The opt-in always-valid confidence sequence — enabled per experiment with sequential: {enabled: true} — makes early reads peeking-safe (statistics-changes §4; see experiments). It applies only to parametric methods, which have the symmetric normal CI the transform inverts. Bootstrap methods are not sequential-eligible: their percentile CIs are asymmetric, so enabling sequential leaves them fixed-horizon and the readout still withholds WIN / LOSE / FLAT before the horizon. If you need valid early stopping, choose a parametric method.

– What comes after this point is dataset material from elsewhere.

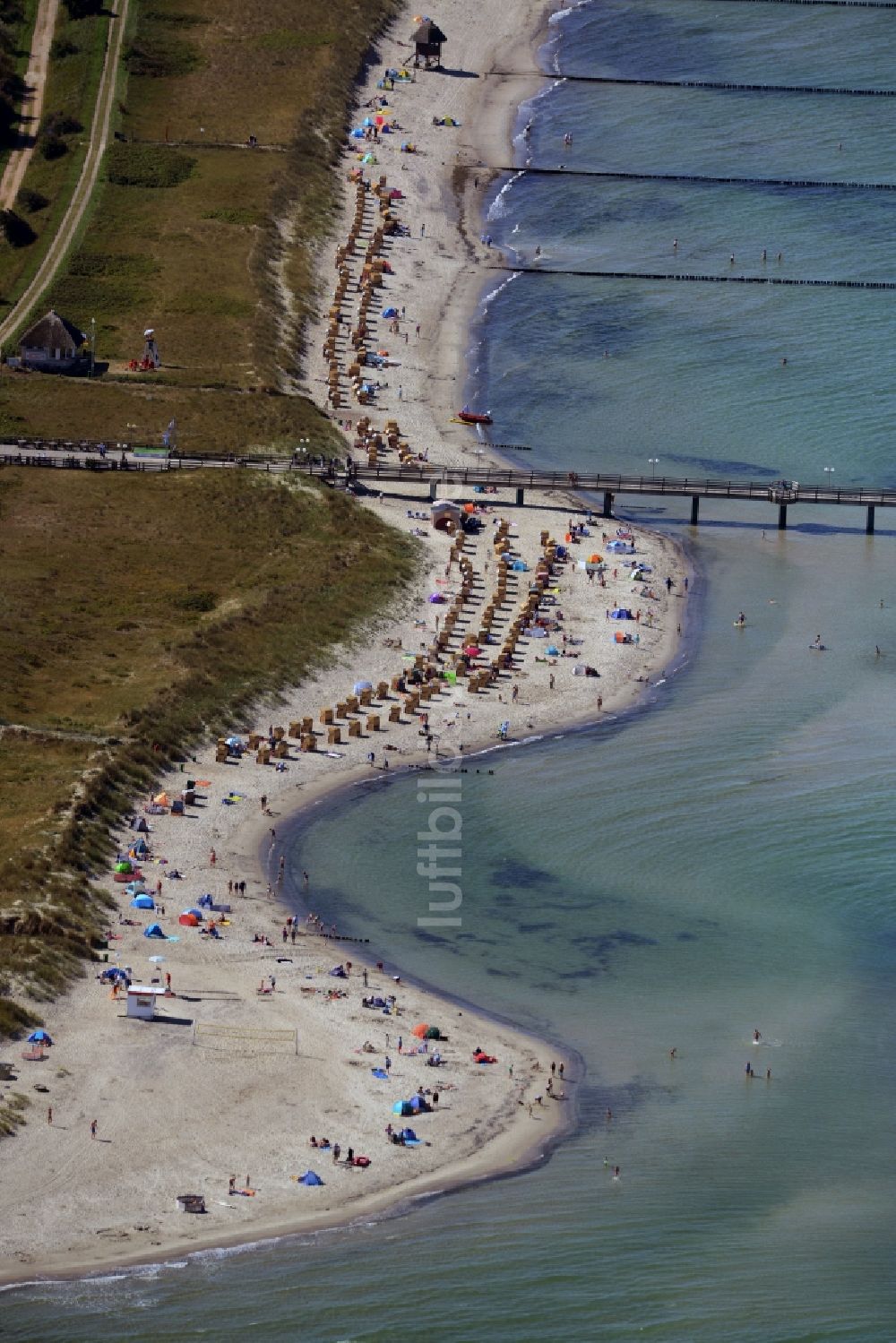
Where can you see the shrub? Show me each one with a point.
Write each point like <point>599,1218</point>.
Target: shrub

Some legacy method/param combinations are known to be numerically broken. abkit raises QuarantinedMethodError rather than returning a wrong number — it never silently substitutes a different estimator (statistics-changes §3):

  • poisson-post-normed-bootstrap — the whole method is quarantined. The legacy class did no post-normalisation (it was a verbatim copy of poisson-bootstrap), so the name refuses to resolve. Use poisson-bootstrap for identical behaviour, or ratio-delta for a principled ratio estimator.
  • post-normed-bootstrap with test_type: absolute — the legacy absolute branch is an unusual estimand; only relative is reproduced. Use relative, or ratio-delta.
  • paired-post-normed-bootstrap with test_type: relative — the legacy relative branch divides by a near-zero denominator (the ratio explodes); only absolute is reproduced. Use absolute, or ratio-delta for a ratio metric.

Each error message names the fix. This is a facet of a hard project rule: a statistical number never changes silently — any deviation from the baseline is an owned ALGORITHM_VERSION bump plus an A/A re-validation.

Picking a method is a hypothesis; confirm it on your cohort:

  • Run abk validate — the A/A false-positive matrix. It uses placebo label-permutation splits of your own data to confirm the method’s false-positive rate is ≈ α and that it has power on this cohort. It is not a linter; it exercises the actual estimator.
  • Use abk explore to turn test_type, n_samples, alpha, and the method choice live against your real series before committing the config.